Bills in Parliament:
- Planning and Infrastructure Bill – This bill received its second reading on 24th The legislation reforms the planning system by liberalising the rules and incentivising developers to build more houses, as well as placing new stricter requirements on local councils to meet their housing eligibility requirements, subject to central government targets.
- Great British Energy Bill – The GB Energy Bill received final amendment considerations from the House of Lords on 25th March, and will shortly receive royal assent.
Current Affairs Related to Housing:
- NPPF changes will result in 1.3 million homes built by the end of the parliament, OBR forecasts. Housebuilding to exceed 300,000 homes a year by 2029/30, excluding impact of forthcoming Affordable Homes Programme. The government’s changes to the National Planning Policy Framework (NPPF) will result in the construction of 1.3 million homes during the course of this parliament, the Office for Budget Responsibility (OBR) has said.
- Five housing associations handed top grade for consumer standards. Places for People, LiveWest, Midland Heart, Thirteen Group and Cross Keys have been given the top grade for consumer standards following their first inspections by the Regulator of Social Housing (RSH). Councils have fared less well under the regime. A string of them has been handed non-compliant grades since the measure was introduced last April. Today, four out of the five landlords received a clean sweep of top grades by also getting G1/V1 grades.
- Spring Statement: OBR admits ‘significant uncertainties’ over forecast of 40-year housebuilding high. The government’s planning reforms could result in annual housebuilding hitting a 40-year high of 305,000 homes, although several factors could knock that estimate, the OBR has said.

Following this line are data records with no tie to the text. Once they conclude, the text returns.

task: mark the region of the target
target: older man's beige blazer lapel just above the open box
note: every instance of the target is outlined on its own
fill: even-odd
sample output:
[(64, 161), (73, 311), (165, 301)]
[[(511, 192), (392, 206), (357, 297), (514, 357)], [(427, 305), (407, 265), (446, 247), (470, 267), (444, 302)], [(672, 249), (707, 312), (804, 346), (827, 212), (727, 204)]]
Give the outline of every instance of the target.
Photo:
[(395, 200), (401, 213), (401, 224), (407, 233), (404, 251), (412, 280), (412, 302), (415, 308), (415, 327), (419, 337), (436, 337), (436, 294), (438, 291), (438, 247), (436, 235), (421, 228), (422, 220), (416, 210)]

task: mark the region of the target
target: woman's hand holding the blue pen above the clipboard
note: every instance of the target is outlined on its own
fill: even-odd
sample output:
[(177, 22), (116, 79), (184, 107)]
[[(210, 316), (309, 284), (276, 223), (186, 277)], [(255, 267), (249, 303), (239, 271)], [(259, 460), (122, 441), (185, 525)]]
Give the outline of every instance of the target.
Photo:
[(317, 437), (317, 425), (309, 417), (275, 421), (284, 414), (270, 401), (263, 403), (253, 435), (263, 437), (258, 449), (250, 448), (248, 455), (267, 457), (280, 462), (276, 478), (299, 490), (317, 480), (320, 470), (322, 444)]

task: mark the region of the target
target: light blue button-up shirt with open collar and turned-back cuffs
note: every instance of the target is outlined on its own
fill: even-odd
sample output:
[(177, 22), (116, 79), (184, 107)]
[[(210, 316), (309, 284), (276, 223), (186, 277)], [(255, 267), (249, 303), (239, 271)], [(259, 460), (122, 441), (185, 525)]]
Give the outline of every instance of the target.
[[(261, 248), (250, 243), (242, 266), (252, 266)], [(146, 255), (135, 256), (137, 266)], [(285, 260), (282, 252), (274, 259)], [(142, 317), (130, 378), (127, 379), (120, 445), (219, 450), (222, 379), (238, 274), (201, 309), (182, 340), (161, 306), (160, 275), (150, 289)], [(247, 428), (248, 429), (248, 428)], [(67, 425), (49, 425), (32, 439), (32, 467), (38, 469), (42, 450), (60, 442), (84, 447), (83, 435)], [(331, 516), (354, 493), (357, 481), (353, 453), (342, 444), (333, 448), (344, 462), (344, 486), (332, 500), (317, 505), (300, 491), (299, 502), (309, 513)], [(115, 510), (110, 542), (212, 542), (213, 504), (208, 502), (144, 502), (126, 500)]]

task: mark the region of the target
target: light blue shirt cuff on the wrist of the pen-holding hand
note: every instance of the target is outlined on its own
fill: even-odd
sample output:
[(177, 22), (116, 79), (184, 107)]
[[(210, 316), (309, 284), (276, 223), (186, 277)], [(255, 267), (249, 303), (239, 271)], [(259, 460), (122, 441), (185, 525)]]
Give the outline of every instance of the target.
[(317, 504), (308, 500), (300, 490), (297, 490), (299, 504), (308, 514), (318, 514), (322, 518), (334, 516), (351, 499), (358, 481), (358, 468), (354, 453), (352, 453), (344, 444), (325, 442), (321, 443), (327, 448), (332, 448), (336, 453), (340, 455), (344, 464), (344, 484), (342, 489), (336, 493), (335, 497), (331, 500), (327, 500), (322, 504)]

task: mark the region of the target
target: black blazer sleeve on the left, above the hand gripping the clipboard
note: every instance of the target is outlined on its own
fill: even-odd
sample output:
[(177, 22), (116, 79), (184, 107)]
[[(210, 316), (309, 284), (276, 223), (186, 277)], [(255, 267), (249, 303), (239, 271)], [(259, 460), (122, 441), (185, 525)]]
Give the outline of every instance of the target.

- Government announces major social housing initiative to tackle housing crisis. The Government has announced plans to construct thousands of new homes in England, marking what is being hailed as the most significant increase in social and affordable housing for a generation. Chancellor Rachel Reeves has committed to a £2 billion grant fund that is poised to create up to 18,000 new homes across England, a move she believes will contribute toward “fixing the housing crisis.”
- London housing market facing ‘stamp duty hangover’ ahead of rise in buying costs. A stamp duty “hangover” has struck London, with demand from home buyers falling back, according to an index. Zoopla estimates that around eight in 10 first-time buyers in London will pay stamp duty from April 2025, compared with less than half under current thresholds. From April, the “nil-rate” stamp duty threshold for first-time buyers is set to reduce from £425,000 to £300,000, among other changes.